The Power of Pets to Help Us Navigate the Pandemic

Hershey, the Border Collie.

By now most everyone is aware that the pandemic has been a source of extreme sustained toxic stress that has contributed to many mental health issues for adults and children: anxiety, depression, loss of motivation, desperation, frustration, and anger to name a few.

Those who have trauma histories can be more deeply impacted because the pandemic and its accompanying stress resonates against the stresses of previous traumas. For those who have not had had significant traumas in their lives, the pandemic can be a first experience of feeling powerless and having to deal with life-threatening issues, which means that virtually all of us now have significant trauma in our lives.

During these stressful times many have been able to lean on their pets for comfort and company. Some report how much they enjoy working from home, in part, because they get to hang out with their beloved pets.

The US Department of Veterans Affairs provides us with some interesting research about the emotional benefits of having a dog.

These include: 

  • Helping to bring out feelings of love.
  • Providing companionship.
  • Reducing stress and fun to be with.
  • Getting exercise and spending time outdoors.
  • Providing comfort

In addition, pets, like dogs, are wonderful listeners. Many people find themselves talking to their pets as if they are human and can understand their words, their underlying fears and other feelings. Of course, some pets are better at this than others. Dogs are famous for providing unconditional love. Some are also attached to cats, guinea pigs, rabbits, fish and reptiles, to name a few. If a person believes their pet is attached to them, they can still experience the benefits of having that pet.

Neuroscientists like Louis Cozolino in The Neuroscience of Psychotherapy provides us with some scientific information: “Most of us have experienced the positive thoughts and warm feelings associated with giving and receiving acts of kindness. [Some pet owners perceive that their pets are extending kindness and compassion to them and our pets certainly require us to act kindly towards them, providing food and attention along with frequent bathroom breaks.] Giving to others [and I suggest we can include our beloved pets] warms our hearts, … makes us feel better about ourselves. We are a social species. Taking care of others [and again I suggest we can include our beloved pets as family members we take care of] has evolved because it is essential for both individual and group survival.” 

He goes on to state, “As evidence of its importance, research has demonstrated that altruistic behaviors correlate with greater life satisfaction, longevity, and better physical health. Altruistic individuals report being happier, exhibit fewer mental disturbances, and have fewer negative thoughts. This means that altruistic people will be around longer to contribute to their tribe and that they will be rewarded for their contributions by having a more enjoyable life. For social animals like us, attachment, emotional attunement, and connection have also come to serve the role of healing psychological distress…” [And I suggest we can expand this to include beloved, responsive, caring pets.]

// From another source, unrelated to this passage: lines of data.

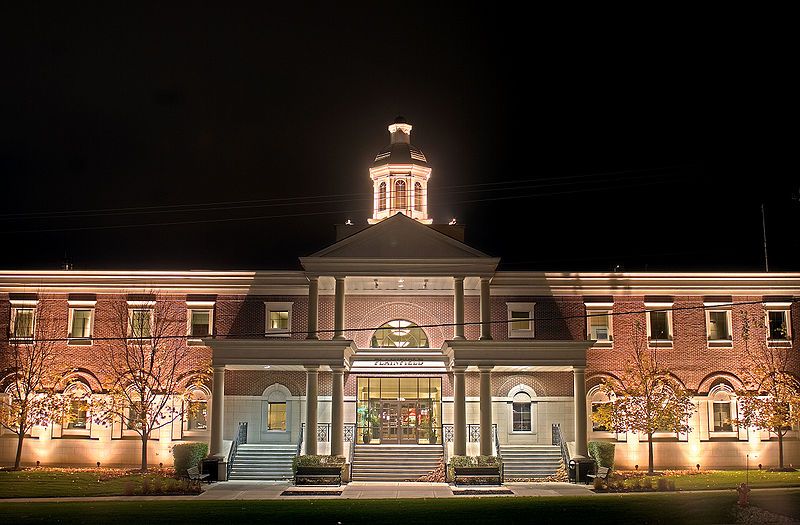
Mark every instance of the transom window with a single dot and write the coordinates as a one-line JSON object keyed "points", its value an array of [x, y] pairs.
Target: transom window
{"points": [[399, 334]]}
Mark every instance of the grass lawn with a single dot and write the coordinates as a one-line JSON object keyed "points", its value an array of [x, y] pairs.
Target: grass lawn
{"points": [[726, 479], [41, 483], [614, 509]]}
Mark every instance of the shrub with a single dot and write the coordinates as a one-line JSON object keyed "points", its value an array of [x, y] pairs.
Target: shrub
{"points": [[602, 452], [188, 455]]}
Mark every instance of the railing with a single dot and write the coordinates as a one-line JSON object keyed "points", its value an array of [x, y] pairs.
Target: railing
{"points": [[558, 439], [241, 437]]}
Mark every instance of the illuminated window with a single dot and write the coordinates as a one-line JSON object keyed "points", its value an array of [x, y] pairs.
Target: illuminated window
{"points": [[521, 412], [22, 321], [80, 325], [139, 319], [718, 325], [279, 318], [399, 334], [382, 196], [400, 198], [276, 416], [520, 317], [778, 323]]}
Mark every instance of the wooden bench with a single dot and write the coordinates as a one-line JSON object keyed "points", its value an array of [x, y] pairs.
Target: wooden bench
{"points": [[193, 473], [477, 472], [318, 472], [602, 473]]}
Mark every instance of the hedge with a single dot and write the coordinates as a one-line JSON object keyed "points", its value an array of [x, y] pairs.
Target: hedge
{"points": [[602, 452], [188, 455]]}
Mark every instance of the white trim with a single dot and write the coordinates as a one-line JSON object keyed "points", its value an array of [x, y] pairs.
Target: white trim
{"points": [[521, 307], [270, 306]]}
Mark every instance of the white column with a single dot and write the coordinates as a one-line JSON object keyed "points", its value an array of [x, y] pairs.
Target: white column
{"points": [[579, 391], [312, 388], [486, 411], [459, 412], [486, 312], [313, 307], [338, 312], [337, 412], [458, 307], [217, 411]]}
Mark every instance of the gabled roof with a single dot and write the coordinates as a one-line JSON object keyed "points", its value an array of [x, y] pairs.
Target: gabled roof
{"points": [[399, 245]]}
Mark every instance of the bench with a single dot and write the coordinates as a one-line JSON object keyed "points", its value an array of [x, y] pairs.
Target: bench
{"points": [[602, 473], [318, 472], [193, 473], [477, 472]]}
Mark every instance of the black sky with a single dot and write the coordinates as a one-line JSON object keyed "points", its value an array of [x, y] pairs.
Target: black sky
{"points": [[607, 133]]}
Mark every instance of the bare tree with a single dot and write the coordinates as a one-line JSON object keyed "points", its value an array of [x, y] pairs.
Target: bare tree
{"points": [[646, 399], [771, 398], [143, 364], [31, 357]]}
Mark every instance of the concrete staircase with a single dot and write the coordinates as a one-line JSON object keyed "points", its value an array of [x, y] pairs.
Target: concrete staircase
{"points": [[261, 461], [530, 461], [394, 462]]}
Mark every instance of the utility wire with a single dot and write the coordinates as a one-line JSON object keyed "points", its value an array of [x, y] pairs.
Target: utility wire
{"points": [[434, 325]]}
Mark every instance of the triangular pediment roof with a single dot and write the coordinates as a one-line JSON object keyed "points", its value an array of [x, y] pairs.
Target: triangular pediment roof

In terms of brain activity, Cozolino describes how altruism activates the release of the feel-good neurochemicals oxytocin and dopamine which supports bonding and attachment, decreases stress and increases neural plasticity. If we extend this to the realm of caring for pets as a kind of altruistic activity, we can conclude that there is a scientific explanation for the benefits we feel from loving our pets and being loved back by them.

Another scientific resource is the US Department of Health and Human Services Website NIH News in Health that states the following in its article The Power of Pets: Health Benefits of Human-Animal Interactions: “Interacting with animals has been shown to decrease levels of cortisol (a stress-related hormone) and lower blood pressure. Other studies have found that animals can reduce loneliness, increase feelings of social support, and boost your mood.”

Those of us who are fortunate enough to have loving pets in our lives don’t need all this scientific data to know what we are experiencing: unconditional love, feelings of being needed, having the diversion of caring for our pets. While we may have always enjoyed being pet owners, in this time when we are living through a pandemic, our pets have been an amazing source of comfort and connection and have provided a reduction in our stress.

If you are a pet owner, you might take a little time to appreciate how pet ownership is impacting you and the gratitude you feel because you experience day-to-day companionship and unconditional love. Certainly, being a pet owner is not for everyone and there is a lot of responsibility involved along with tasks that are not always fun: cleaning up messes, having to be careful about leaving food out, dealing with excess animal hair, etc.

However, for those of us who enjoy pet ownership, the enhanced gratitude we can feel about having them as part of our family while living through a pandemic allows us to appreciate this one small positive amidst so much negativity.

Invitation for Reflection

  1. If you are a pet owner, to what extent have you experienced feelings of being loved unconditionally, have decreased stress, and are enjoying a sense of responsibility towards the care of that pet? How might you be even more intentional about appreciating these wonderful benefits?
  2. What are some ways you can more intentionally embrace and enhance some of these feelings? Taking pictures and videos of them? Posting on Facebook or other social media?
  3. How can you maintain your appreciation for the many ways your beloved pet is helping you get through this pandemic?